Another interesting hypothesis raised is whether exogenous hormones may also have effects on central obesity in the direction on the observed associations with endogenous hormones. However, these questions can only be definitively answered in controlled intervention studies.
The longitudinal nature of this multi-center study with rigorous anthropometric measurements, with adequate representation of both men and women, is a significant strength of this study. The large sample size and availability of many measured variables allowed for statistical adjustment of multiple possible confounders and exploration of different mediator variables. A potential weakness is the availability of sex hormones only at the baseline visit, which precludes assessing any changes in sex hormone levels that may have accompanied changes in abdominal adiposity. Further, levels of estrone, the major estrogen in postmenopausal women, were not available in MESA. However, we analyzed the levels of E2, the more potent circulating endogenous estrogen. Further, the cross-sectional associations of estrone and E2 with waist circumference have been shown to be similar in another study.25
Thus we believe that the interpretation of our results are valid.

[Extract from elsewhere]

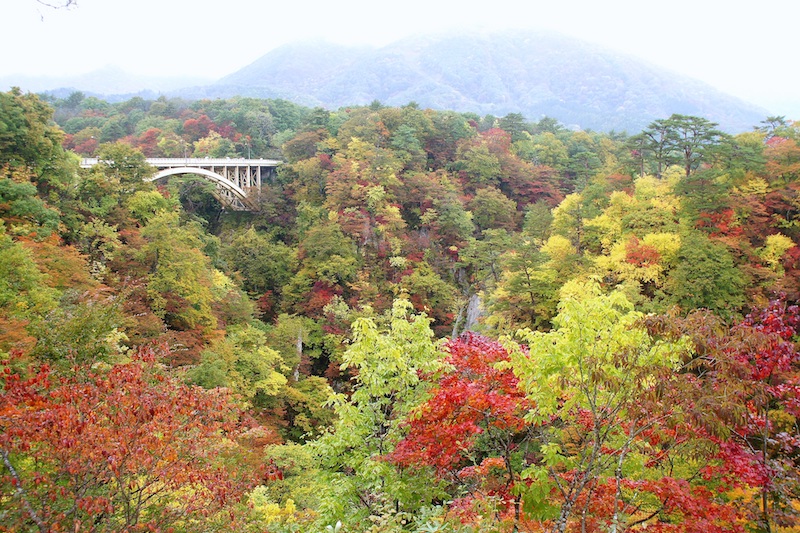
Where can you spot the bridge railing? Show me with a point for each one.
(196, 162)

In summary, we have shown that the strong cross-sectional association of androgens with greater WHR in women but lesser WHR in men does not result in continued longitudinal trends in WHR trajectory, especially when adjusted for levels of SHBG. However, in both men and women endogenous E2 levels are associated with a higher level of central obesity cross-sectionally and an increasing trend in obesity over follow-up. Low SHBG levels are strong correlates of current adiposity and a predictor of future increases in adiposity. This is only partially explained by being a marker of insulin resistance or a transporter for sex hormones. Future research is needed to investigate if SHBG directly affects adipose tissue metabolism and to determine if manipulation of hormones is associated with changes in central obesity.